Я зажмурилась и протянула руку, он положил мне на ладонь какой-то холодный и тяжелый предмет, я открыла глаза, это оказался серый треугольный камешек.
– Это наконечник стрелы, – объяснил он. – Я нашел его третьего дня на берегу. Дарю его тебе, потому что ты настоящая воительница. Для того чтобы тут выжить, нужно быть воином. Но воином без войны, воином в переносном смысле.
– Индейская воительница? – переспросила я. Мне это очень понравилось. – Значит, я тоже могу взять себе индейское имя?
– Думаю, да, – ответил он. – У меня вот есть, знаешь? Меня называют Мечтающий Человек.
На самом деле ты Прекрасный Господин, подумала я, но не осмелилась сказать. Он не знает, и хорошо.
– Красиво, – сказала я, склонив голову набок, как сова. Потом вернулась к вопросу, который меня особенно волновал:
– А я? Как меня будут звать?
Он подумал немного. Потом произнес торжественно:
– Я бы назвал тебя – Маленькая Женщина. Нравится? – Он посмотрел на меня с беспокойством: видимо, не был уверен, что имя подходящее.
– Прекрасно, – сказала я. Я была очень довольна. – Можно рассказать Двум Лунам?
– Посмотрим, одобрит ли она.
– Хорошее имя, – заметила Две Луны – я специально прибежала на их стоянку, чтобы рассказать ей. – Маленькая Женщина ведет себя, как настоящая женщина, только еще маленькая.
Здорово, правда?
Любовь и другие катастрофы
Дорогая Марта!
Знаешь, просто невыносимо наблюдать за некоторыми влюбленными. Сначала Эйприл неделями не обращала внимания на бедного Оглоблю, который сохнет по ней с первого взгляда. А он неделями подбрасывал ей трогательные сюрпризы: исписанные каракулями бумажки, жалкие венки из облезлых маргариток (он такой неуклюжий со своими огромными ручищами и неловкими пальцами, не приспособленными для тонкой работы), букетики, сорванные на свой страх и риск в лесу (однажды, например, он угодил в заросли крапивы, пытаясь сорвать маленькую белую звездочку с неизвестным названием), корзинки с ягодами, хорошо если не ядовитыми (он не очень-то в них разбирается, он же из Старого Света).
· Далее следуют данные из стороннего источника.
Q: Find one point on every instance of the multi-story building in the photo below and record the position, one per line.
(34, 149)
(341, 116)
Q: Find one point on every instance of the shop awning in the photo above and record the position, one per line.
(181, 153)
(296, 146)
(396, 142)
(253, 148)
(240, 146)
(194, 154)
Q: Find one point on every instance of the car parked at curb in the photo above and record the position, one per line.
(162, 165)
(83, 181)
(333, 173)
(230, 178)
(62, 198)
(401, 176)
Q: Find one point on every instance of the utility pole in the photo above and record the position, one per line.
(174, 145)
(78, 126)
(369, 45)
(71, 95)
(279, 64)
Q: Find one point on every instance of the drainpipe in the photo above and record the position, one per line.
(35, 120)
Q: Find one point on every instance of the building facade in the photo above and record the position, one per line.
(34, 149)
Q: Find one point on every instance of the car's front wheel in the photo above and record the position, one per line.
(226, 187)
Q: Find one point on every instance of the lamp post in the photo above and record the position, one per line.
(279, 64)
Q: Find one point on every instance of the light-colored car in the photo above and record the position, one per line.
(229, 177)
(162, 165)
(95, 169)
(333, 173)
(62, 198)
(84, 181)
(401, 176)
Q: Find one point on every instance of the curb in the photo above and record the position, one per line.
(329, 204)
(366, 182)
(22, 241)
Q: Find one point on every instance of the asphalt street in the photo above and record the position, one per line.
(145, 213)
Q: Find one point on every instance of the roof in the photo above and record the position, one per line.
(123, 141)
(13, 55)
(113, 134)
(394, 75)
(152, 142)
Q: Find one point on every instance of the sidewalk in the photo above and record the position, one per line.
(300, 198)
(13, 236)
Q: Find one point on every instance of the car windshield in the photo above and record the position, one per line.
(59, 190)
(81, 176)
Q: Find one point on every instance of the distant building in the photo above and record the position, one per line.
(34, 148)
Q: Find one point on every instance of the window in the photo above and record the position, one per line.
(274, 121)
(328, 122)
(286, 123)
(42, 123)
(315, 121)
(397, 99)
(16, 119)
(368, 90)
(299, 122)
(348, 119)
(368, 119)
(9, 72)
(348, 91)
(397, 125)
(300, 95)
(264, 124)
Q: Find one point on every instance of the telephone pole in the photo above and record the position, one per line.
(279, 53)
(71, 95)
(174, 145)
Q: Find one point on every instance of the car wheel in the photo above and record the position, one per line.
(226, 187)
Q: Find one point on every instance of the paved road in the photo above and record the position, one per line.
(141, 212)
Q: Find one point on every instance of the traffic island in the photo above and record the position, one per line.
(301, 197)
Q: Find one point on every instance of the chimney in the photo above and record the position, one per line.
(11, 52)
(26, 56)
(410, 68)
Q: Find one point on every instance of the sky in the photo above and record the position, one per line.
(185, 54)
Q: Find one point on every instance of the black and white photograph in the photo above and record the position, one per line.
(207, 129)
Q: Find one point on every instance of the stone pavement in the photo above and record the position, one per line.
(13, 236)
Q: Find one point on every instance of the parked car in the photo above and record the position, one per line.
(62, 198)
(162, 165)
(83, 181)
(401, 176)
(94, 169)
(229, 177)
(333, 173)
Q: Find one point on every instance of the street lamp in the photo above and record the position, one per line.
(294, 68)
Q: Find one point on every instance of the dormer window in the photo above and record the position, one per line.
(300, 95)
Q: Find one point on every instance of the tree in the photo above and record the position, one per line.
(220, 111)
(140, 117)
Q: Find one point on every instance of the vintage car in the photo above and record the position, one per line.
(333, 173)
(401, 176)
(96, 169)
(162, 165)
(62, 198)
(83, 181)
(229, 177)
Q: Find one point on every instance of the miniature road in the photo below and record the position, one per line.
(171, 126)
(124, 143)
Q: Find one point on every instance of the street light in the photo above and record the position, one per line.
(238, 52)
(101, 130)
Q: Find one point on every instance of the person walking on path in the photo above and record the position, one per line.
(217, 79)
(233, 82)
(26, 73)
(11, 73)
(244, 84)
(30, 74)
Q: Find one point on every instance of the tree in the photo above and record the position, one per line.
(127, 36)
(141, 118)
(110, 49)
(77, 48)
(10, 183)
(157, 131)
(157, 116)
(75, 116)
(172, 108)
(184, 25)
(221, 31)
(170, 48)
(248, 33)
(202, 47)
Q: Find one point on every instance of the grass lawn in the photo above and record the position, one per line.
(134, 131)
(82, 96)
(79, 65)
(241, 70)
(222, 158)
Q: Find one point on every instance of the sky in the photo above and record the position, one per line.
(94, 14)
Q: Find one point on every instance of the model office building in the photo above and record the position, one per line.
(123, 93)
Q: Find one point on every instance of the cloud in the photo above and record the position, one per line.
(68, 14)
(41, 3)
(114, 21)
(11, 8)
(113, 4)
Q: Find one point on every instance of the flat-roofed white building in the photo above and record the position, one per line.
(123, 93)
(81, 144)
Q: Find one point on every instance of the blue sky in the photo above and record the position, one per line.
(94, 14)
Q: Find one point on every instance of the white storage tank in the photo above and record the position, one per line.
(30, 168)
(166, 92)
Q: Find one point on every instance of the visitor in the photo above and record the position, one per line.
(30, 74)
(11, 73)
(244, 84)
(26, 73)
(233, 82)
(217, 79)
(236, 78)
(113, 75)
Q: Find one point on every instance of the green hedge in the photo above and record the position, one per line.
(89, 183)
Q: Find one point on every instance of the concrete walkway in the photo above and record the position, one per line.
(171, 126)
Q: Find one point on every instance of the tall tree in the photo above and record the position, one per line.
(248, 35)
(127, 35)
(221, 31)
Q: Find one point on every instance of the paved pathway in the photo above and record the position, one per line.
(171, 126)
На уроках с мисс Линдон он смотрел только на Эйприл, слушал только Эйприл, скорее всего, он толком ничего не усвоил из этих занятий, кроме формы бровей и оттенка глаз Эйприл; с отцом он не осмеливался так сильно отвлекаться, но все равно взгляд его нет-нет да и соскальзывал на розовые щечки моей сестры. А ей хоть бы хны.
Но потом, не знаю, то ли что-то поменялось, то ли он откопал и проглотил пособие для отвергнутых возлюбленных (вряд ли такое найдется в отцовской библиотеке, но мог же Оглобля раздобыть его где-то еще, скажем, у бродячего торговца, вроде мистера Кармайкла). Во всяком случае, он перестал на нее смотреть. В ее присутствии он по-прежнему смущается и краснеет, но отворачивается в другую сторону всякий раз, когда она попадается ему на глаза, а если она садится рядом с ним, вскакивает, как ужаленный, и пересаживается на другое место; а еще он сделался необычайно милым со мной. И тут вдруг Эйприл им заинтересовалась.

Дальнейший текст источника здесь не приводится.